The ESE parser now handles large-page tag-state parsing for Windows Server 2025 NTDS.dit files (#2158), and NTFS reads were improved for sparse files and INDEX_ROOT listings (#2106).
Kerberos and Ticket Tooling
Several ticket-handling edge cases were fixed across the Kerberos stack. This includes S4U2Self service ticket parsing, non-ASCII Kerberos authentication encoding, LSA Kerberos key decryption, GSSAPI BER length parsing, and kirbi/ccache conversion fixes (#2087, #2068, #2088, #2130, #2159).
ticketer.py now preserves KDC-issued lifetimes for diamond tickets (#2181), and ticketConverter.py gained base64 output support while improving ticket flag and multi-entry conversion behavior (#2104, #2159).
Also, for our kerberos implementation, methods to perform full CRUD were added in #2097. We will continue improving our kerberos interface/implementation, towards 0.14.
SMB Improvements
The SMB stack received both operator-facing and library-level updates. smbserver.py now includes SMB server signing support, read-only share handling, and kerberos authentication support (#1975).
smbclient.py gained ACL management support, recursive rget, and richer share listings that include type and comments, and full smb 3.11 support (#1240, #2110, #2156, #2085).
More Windows Protocol Coverage
DCE/RPC and WMI coverage continues to expand.

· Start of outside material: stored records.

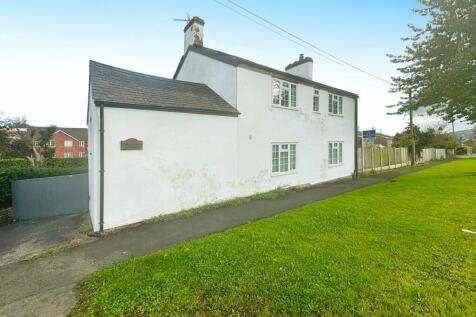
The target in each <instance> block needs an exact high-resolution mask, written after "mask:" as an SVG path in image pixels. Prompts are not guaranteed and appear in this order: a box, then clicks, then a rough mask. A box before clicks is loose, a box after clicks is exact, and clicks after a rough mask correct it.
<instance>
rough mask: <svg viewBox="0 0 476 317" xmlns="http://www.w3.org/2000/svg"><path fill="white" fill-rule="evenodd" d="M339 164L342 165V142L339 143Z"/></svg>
mask: <svg viewBox="0 0 476 317" xmlns="http://www.w3.org/2000/svg"><path fill="white" fill-rule="evenodd" d="M339 163H342V142H340V143H339Z"/></svg>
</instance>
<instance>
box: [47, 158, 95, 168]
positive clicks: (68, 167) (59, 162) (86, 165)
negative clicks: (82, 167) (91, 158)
mask: <svg viewBox="0 0 476 317" xmlns="http://www.w3.org/2000/svg"><path fill="white" fill-rule="evenodd" d="M42 167H55V168H70V167H88V158H87V157H77V158H69V159H64V158H47V159H45V161H44V162H43V165H42Z"/></svg>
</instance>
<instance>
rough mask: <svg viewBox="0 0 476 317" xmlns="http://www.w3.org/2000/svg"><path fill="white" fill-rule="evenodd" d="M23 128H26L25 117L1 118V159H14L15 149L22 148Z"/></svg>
mask: <svg viewBox="0 0 476 317" xmlns="http://www.w3.org/2000/svg"><path fill="white" fill-rule="evenodd" d="M21 128H26V119H25V117H23V118H19V117H14V118H11V117H1V116H0V157H12V155H13V154H14V152H15V149H17V148H18V147H19V146H20V142H21V140H22V138H23V136H24V132H23V131H22V130H21ZM20 147H21V146H20Z"/></svg>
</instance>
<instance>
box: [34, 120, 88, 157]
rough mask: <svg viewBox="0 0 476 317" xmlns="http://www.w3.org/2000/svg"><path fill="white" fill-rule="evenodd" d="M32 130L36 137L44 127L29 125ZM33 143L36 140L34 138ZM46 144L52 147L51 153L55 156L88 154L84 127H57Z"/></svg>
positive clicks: (81, 154) (64, 155) (38, 137)
mask: <svg viewBox="0 0 476 317" xmlns="http://www.w3.org/2000/svg"><path fill="white" fill-rule="evenodd" d="M30 129H32V130H33V131H34V135H35V136H34V138H35V137H38V138H39V136H38V133H40V131H41V130H45V129H46V127H30ZM34 143H35V144H36V143H38V141H35V140H34ZM48 146H49V147H51V148H53V149H54V152H53V155H54V157H57V158H76V157H87V156H88V155H87V154H88V129H86V128H58V129H57V130H56V131H55V132H54V133H53V135H52V136H51V138H50V140H49V141H48Z"/></svg>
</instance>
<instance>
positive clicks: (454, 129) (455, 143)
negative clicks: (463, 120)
mask: <svg viewBox="0 0 476 317" xmlns="http://www.w3.org/2000/svg"><path fill="white" fill-rule="evenodd" d="M451 130H452V131H453V155H456V137H455V119H454V118H451Z"/></svg>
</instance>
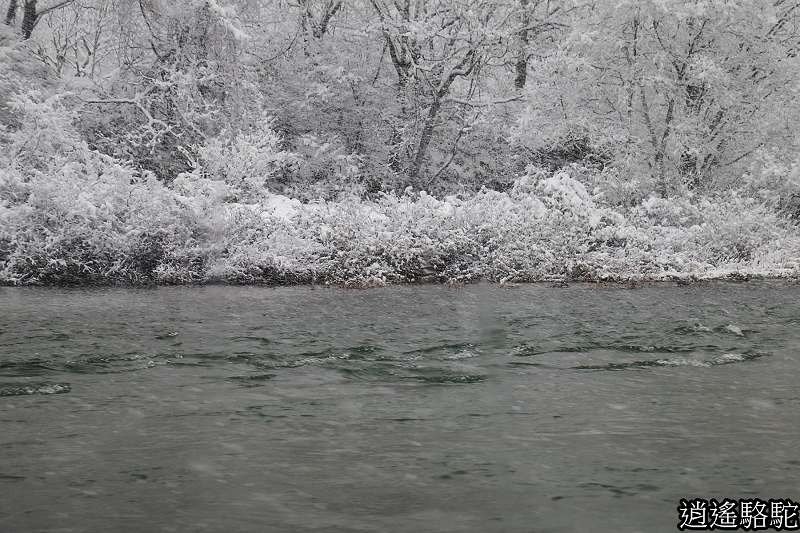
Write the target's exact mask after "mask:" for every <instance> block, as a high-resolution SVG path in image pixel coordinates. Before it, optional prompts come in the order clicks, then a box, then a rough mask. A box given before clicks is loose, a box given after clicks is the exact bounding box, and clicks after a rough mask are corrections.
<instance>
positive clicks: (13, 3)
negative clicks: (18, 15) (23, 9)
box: [6, 0, 17, 26]
mask: <svg viewBox="0 0 800 533" xmlns="http://www.w3.org/2000/svg"><path fill="white" fill-rule="evenodd" d="M16 18H17V0H11V2H9V4H8V11H7V12H6V26H12V25H13V24H14V20H16Z"/></svg>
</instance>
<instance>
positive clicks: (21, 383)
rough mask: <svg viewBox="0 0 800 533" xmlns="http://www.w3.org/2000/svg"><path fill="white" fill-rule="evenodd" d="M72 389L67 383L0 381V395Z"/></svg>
mask: <svg viewBox="0 0 800 533" xmlns="http://www.w3.org/2000/svg"><path fill="white" fill-rule="evenodd" d="M71 390H72V386H71V385H70V384H69V383H51V382H41V383H0V396H31V395H33V394H65V393H67V392H70V391H71Z"/></svg>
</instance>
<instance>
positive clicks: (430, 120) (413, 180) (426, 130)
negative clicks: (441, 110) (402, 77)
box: [409, 97, 442, 184]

WMI now supports PutClass and DeleteClass (#1803), Remote Event Log subscription calls were added (#2152), and Remote Desktop Services process parsing was fixed (#2155).
New and Updated Examples
Along with dpapidump.py and checkMSSQLStatus.py, several existing examples received focused updates:
GetUserSPNs.py now includes an option to avoid forcing RC4-HMAC when requesting a TGT (#2141).
tstool.py adds Remote Desktop Shadowing support (#2064).
badsuccessor.py fixes ACE filtering and ObjectType GUID parsing that could cause false negatives when searching OUs (#2170).
exchanger.py adds Basic Authentication support (#2077).
reg.py now creates persistent registry keys by default (#2113).
The full changelog, as always, will ship with the release tag. Grab the new bits when the release lands, test the updated examples in your lab, and let us know how they behave against current Windows and SQL Server builds.